The most important part was that I learned he is actually qualified and in fact better qualified than me for the firefighter position and it made sense he got the job instead of me. This brings me a huge amount of relief this morning. Being passed over for someone with zero qualifications was both painful and nonsensical. Being passed over for that fabulous Kavin Irontree makes total sense. I would’ve hired him instead of me too.

I grab my phone off the nightstand to check the time and see three missed texts from my concerned friends.

Carmen:

Girl, you never back down from anyone. What was that about?

Jessica:

That orc was huge. You okay? Did he threaten you?

Riley:

Need us to come back? That guy looked intense.

I type back quickly:

No worries. Sorry I didn’t respond sooner. After Kavin left I passed out and just now woke up. He stayed a bit to make sure I drank enough water. And I discovered he’s highly qualified for the job. This is good news.

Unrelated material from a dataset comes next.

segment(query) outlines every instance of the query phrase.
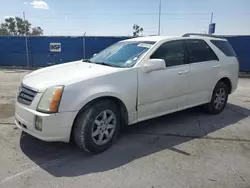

Which reminds me, today is his first day as a firefighter.

I put down the phone and shuffle into the kitchen to start the Keurig and grab my first cup of coffee.

I cannot keep my mind off that hawt orc. Since when do I find orcs so attractive? I wish I had his number so I could call him and chat about last night. In fact…I wish I could ask that orc out on a date. I blow out a breath. How weird is that? I never ask guys out. No one has ever asked me out on a real date either. One-night stands are more my style. This is completely foreign to me. How does this work?

I twirl my hair, thinking about Kavin’s body language last night. He kept sending me hot glances and stayed to chat but then left as soon as possible. Shoot. Mixed messages. This means he might not make the first move and I’ll have to make the first move if I want to end up having that orc in my bed and…maybe as an actual boyfriend for the first time in my life. Would an orc think me making the first move is inappropriate? I have no idea. But I’d rather do that than wait around for him to ask me out, which could take an eternity.